If you want to learn more about the decision about clusters for development purposes, take a look at this comparison of individual clusters and shared clusters for development.
Use Virtual Clusters
Another way to decrease the number of clusters is to use virtual clusters (vClusters). Virtual clusters are very similar to “real” clusters but are virtualized and several virtual clusters can thus run on one physical cluster. Virtual clusters have some advantages that allow you to replace physical clusters with vClusters:
Virtual clusters solve the multi-tenancy issue as they provide better isolation of tenants than namespaces, which is why it is easier to implement hard multi-tenancy with vClusters. Additionally, the tenants can configure their vCluster freely and independently from others, so that vClusters are very good development environments even for engineers that need to configure Kubernetes or use a specific version of it. Finally, you can use vClusters for cluster sharding, so it is, for example, possible to handle more requests and thus push the feasible technical limits of Kubernetes.
Since virtual clusters are still running on a single physical cluster, this physical cluster remains a single point of failure. However, as the configurations and additional installations can be done on the vCluster level, the underlying cluster can be rather simple with only basic components, which makes this cluster less error-prone and thus more stable.
Implement Effective Multi-Tenancy
One of the reasons why some companies prefer to use many clusters is that they are not sure how to implement multi-tenancy and how much effort this is. If more organizations get best practices for Kubernetes multi-tenancy right, they could reduce the number of clusters, especially for non-production use cases.

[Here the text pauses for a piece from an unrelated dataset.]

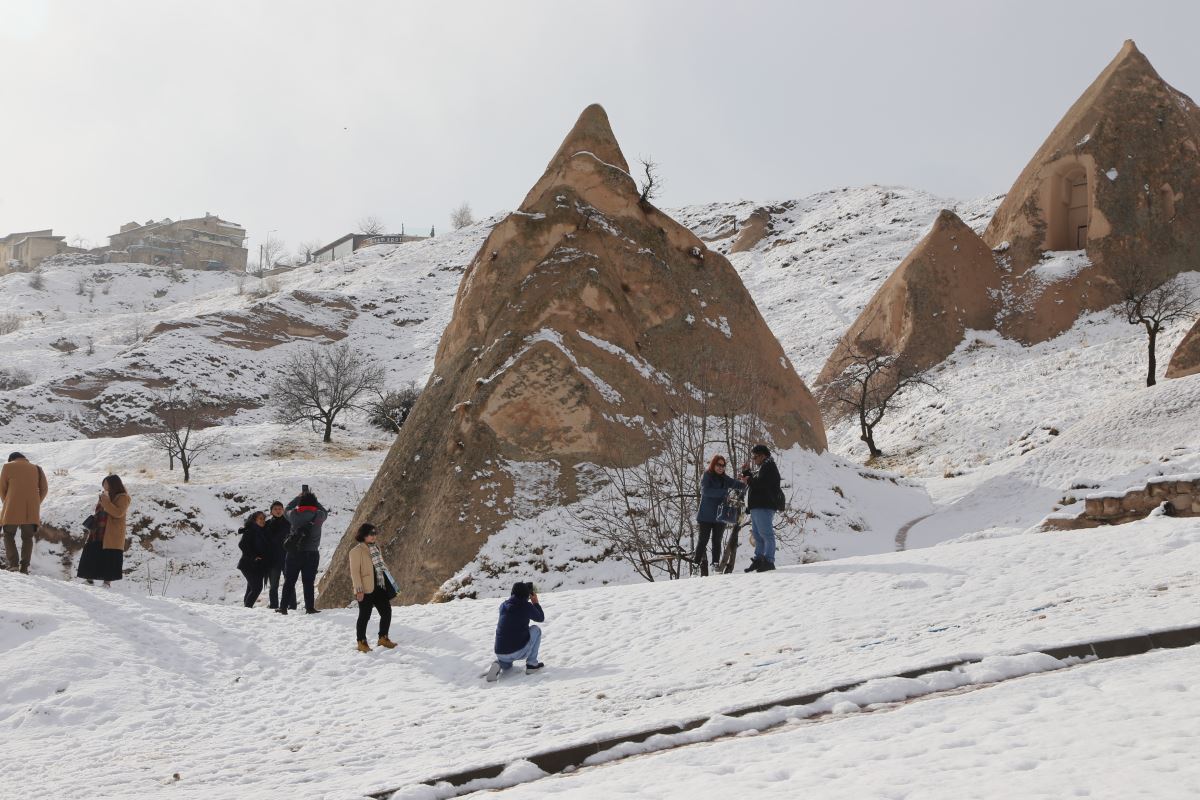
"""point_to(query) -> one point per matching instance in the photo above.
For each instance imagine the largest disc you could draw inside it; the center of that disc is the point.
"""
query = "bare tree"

Fortunately, Kubernetes has some helpful features for multi-tenancy, such as Role-based access control (RBAC) and Resource Quotas. In general, setting up a good multi-tenant system is mostly a one-time effort and requires good user management and strictly enforced user limits. To get this, some companies such as Spotify started to build their own internal Kubernetes platforms, but it is also possible to buy out-of-the-box solutions for this, such as Loft.
Reducing the number of clusters can lead to significant cost savings. However, just using a single cluster is often not the right solution as this could negatively impact the stability of your system. Finding the right number of clusters for your use case is therefore not an easy task because there is no general rule of how many clusters are optimal.
It is rather a question you have to answer for every application and every group of engineers individually by assessing their situation and needs. However, it is possible to reduce the minimum number of necessary clusters by replacing some clusters with virtual clusters and by implementing efficient multi-tenancy.
This will allow you to improve the cost-efficiency of your Kubernetes system without a negative impact on its stability.